Norway’s fjords or the Northern Lights would have been a more logical choice, but a train journey?
The Oslo Bergen railway is part of the Norway in a Nutshell programme that combines rail, boat and bus between the coasts showcasing the best of Norway’s landscapes.
Departing from the capital Oslo, what started of as just another rail trip, quickly changed into a dramatic experience. For the next hundred odd kilometres, we were treated to some of the highlights of eastern Norway – Norefjell mountains, the lush Hardingall valley, the expansive Kroderen lake and the Hardangers glacier.
If the scenery outside was marvellous, the quaint railway stations along the way built of brick, stone and wood in art nouveau style were no less impressive. Some of the stops such as Gol, Geilo and Dale are popular ski resorts in winter and cycling, hiking and holiday destinations in summer.

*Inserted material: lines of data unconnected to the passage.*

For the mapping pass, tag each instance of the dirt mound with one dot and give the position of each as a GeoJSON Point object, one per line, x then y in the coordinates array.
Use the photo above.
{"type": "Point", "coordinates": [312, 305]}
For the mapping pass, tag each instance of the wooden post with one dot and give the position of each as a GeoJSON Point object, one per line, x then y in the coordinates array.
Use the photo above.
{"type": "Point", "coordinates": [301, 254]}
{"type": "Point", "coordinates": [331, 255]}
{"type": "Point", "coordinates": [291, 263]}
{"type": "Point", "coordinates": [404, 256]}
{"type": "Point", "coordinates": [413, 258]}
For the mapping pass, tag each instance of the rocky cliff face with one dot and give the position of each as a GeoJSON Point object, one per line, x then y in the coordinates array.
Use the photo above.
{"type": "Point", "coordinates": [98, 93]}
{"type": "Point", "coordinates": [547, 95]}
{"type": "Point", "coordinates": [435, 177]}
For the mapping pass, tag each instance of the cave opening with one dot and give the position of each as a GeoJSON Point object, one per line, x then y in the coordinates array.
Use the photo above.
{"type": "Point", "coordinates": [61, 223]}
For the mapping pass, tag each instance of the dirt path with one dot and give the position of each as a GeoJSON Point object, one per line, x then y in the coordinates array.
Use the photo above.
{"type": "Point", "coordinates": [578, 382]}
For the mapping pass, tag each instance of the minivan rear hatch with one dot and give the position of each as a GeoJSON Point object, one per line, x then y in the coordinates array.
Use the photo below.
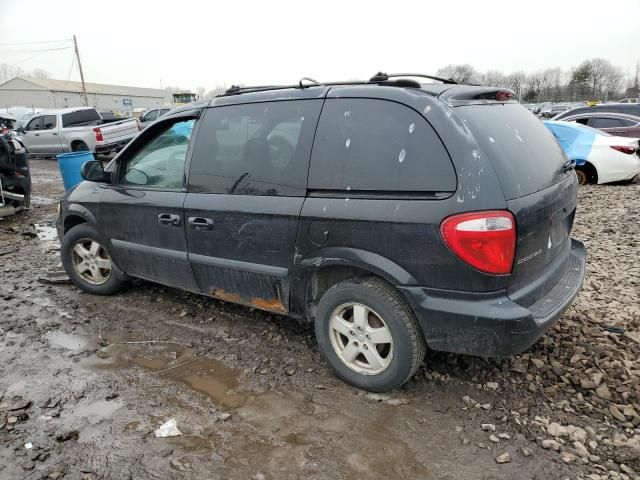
{"type": "Point", "coordinates": [539, 189]}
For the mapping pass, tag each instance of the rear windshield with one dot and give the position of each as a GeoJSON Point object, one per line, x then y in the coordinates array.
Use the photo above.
{"type": "Point", "coordinates": [523, 152]}
{"type": "Point", "coordinates": [80, 117]}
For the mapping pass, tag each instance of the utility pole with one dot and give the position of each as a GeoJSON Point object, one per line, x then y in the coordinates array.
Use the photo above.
{"type": "Point", "coordinates": [84, 89]}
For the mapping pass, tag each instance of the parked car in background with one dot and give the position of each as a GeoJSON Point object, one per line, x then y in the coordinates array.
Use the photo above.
{"type": "Point", "coordinates": [552, 109]}
{"type": "Point", "coordinates": [344, 204]}
{"type": "Point", "coordinates": [15, 178]}
{"type": "Point", "coordinates": [74, 129]}
{"type": "Point", "coordinates": [618, 124]}
{"type": "Point", "coordinates": [598, 156]}
{"type": "Point", "coordinates": [626, 108]}
{"type": "Point", "coordinates": [151, 116]}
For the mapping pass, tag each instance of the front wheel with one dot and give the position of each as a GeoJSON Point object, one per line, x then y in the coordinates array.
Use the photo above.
{"type": "Point", "coordinates": [369, 334]}
{"type": "Point", "coordinates": [88, 263]}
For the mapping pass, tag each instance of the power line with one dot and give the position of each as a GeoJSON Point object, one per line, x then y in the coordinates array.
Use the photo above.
{"type": "Point", "coordinates": [35, 43]}
{"type": "Point", "coordinates": [25, 52]}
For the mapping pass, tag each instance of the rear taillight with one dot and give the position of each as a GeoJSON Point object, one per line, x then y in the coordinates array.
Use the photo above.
{"type": "Point", "coordinates": [484, 240]}
{"type": "Point", "coordinates": [627, 150]}
{"type": "Point", "coordinates": [98, 133]}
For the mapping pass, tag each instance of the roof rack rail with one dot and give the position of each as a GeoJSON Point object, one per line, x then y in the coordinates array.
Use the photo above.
{"type": "Point", "coordinates": [306, 82]}
{"type": "Point", "coordinates": [314, 83]}
{"type": "Point", "coordinates": [383, 77]}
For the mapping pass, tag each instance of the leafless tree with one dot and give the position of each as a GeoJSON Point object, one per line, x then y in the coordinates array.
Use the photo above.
{"type": "Point", "coordinates": [7, 72]}
{"type": "Point", "coordinates": [463, 73]}
{"type": "Point", "coordinates": [600, 69]}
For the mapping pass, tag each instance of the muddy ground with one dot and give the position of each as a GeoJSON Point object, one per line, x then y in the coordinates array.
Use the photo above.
{"type": "Point", "coordinates": [85, 381]}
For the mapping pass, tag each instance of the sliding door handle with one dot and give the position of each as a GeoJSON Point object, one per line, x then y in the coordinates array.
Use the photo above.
{"type": "Point", "coordinates": [200, 223]}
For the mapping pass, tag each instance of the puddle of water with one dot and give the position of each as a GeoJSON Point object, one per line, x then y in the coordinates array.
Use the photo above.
{"type": "Point", "coordinates": [66, 340]}
{"type": "Point", "coordinates": [96, 411]}
{"type": "Point", "coordinates": [37, 200]}
{"type": "Point", "coordinates": [48, 237]}
{"type": "Point", "coordinates": [204, 375]}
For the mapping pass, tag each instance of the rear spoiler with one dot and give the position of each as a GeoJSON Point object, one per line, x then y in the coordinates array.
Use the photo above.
{"type": "Point", "coordinates": [472, 95]}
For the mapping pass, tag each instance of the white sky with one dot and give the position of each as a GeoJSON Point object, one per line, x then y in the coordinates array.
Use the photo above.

The highest point of the trip is Finse (1273M), not surprisingly surrounded by a landscape of frozen lakes, ice sheets and snow-covered meadows.

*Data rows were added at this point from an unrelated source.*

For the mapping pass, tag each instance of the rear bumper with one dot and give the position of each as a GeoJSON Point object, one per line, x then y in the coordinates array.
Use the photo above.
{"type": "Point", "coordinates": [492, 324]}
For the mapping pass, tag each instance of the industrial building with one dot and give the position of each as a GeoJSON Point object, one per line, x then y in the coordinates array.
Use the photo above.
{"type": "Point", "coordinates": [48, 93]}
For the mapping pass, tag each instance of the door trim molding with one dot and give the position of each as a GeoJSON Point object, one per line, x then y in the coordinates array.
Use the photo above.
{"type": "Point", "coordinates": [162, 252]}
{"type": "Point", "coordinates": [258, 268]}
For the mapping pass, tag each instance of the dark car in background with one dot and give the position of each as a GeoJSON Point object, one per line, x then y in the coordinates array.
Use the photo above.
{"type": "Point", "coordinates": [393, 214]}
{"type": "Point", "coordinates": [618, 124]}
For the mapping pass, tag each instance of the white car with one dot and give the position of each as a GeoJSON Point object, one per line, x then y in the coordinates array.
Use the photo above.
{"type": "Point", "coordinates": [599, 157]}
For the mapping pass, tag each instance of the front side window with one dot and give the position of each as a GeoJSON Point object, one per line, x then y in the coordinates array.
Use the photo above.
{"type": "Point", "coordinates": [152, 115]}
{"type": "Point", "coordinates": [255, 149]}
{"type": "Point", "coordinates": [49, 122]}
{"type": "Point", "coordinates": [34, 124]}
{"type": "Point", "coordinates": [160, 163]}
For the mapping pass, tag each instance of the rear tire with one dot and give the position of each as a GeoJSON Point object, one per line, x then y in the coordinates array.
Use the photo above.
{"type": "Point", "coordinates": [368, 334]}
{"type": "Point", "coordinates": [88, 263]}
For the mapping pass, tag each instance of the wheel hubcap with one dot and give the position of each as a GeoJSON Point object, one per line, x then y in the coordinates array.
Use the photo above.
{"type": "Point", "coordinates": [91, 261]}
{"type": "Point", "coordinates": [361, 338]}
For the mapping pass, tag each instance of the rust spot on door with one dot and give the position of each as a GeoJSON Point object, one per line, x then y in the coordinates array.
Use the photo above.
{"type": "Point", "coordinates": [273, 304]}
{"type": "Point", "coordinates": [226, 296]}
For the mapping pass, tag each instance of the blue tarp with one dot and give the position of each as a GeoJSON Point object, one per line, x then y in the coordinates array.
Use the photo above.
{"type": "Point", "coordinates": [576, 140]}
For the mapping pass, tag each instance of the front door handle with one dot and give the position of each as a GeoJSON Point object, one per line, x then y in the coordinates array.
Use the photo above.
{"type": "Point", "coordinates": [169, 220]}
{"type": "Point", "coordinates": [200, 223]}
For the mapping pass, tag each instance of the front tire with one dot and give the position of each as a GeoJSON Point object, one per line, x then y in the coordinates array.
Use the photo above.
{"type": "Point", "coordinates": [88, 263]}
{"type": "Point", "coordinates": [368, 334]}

At Myrdal, we changed trains to the Flam railway. Amidst nippy winds on the 863M high plateau, even the 5 minutes waiting time seemed like eternity.
We picked the window seats on the left side to catch the valley views. After we crossed the Reinunga lake and emerged from the Bakli tunnel, the mighty Kjos waterfalls reveals itself in all its glory.
The train stops briefly for the passengers to disembark and grab a quick photo-opp. As the waterfall cascades down, there’s enough spray to drench you, so its better to carry a poncho or rain jacket. From here on, there is a steady descent towards Flam with view upon magnificent view greeting us every time the train emerged from one of the 20 odd tunnels or crossed the river.
Flam is a delightfully small outpost at the innermost edge of the Auslandersfjord and an important pit stop of the Bergen rail, cruise ships and tour buses.
We had planned to stay overnight in Flam allowing us time for a moderate 3 kilometre trek to the Bergefossen, one of many waterfalls that dot the Flam valley.
When in Fjordland, you never should miss a cruise among the Fjords. Superlatives cannot do justice to the beauty of the place that has evolved over millennia of glacial activity, but what struck us as we sailed through these mile high gorges rising sheer from the ocean surface was their breath-taking scale in contrast to our minscule presence.
From Flam, we opted for the bus for one segment through mountains and forests of the beautiful Raundalen valley. The mesmerizing vistas of waterfalls and carpeted slopes put us in a trance.
The bus arrived at Voss, a major winter sports destination and home to some of Norway’s largest alpine ski slopes. We had only a few minutes left to make the train connection, as Norway’s inter-nodal connections were working on precision timing.
The train was now filled with backpackers, cyclists and families of hikers. The Norwegians love their outdoors; who can blame them when there is so much beauty around.
Last stop – Bergen. The old town centre of Bryggen, the wharf, its fish market with delectable eateries, the museums and the music festival were all bound to make our stay in this former Hanseatic city quite eventful. We had also planned a ride on the funicular to the top of Mount Floyen from where there’s a panoramic view of entire Bergen against the backdrop of surrounding mountains.
As we disembarked, one thought simultaneously crossed our minds – should we cancel our return flight and take the train back just to experience one of the most picturesque train journeys in the world once again? We hadn’t had enough and wanted an encore!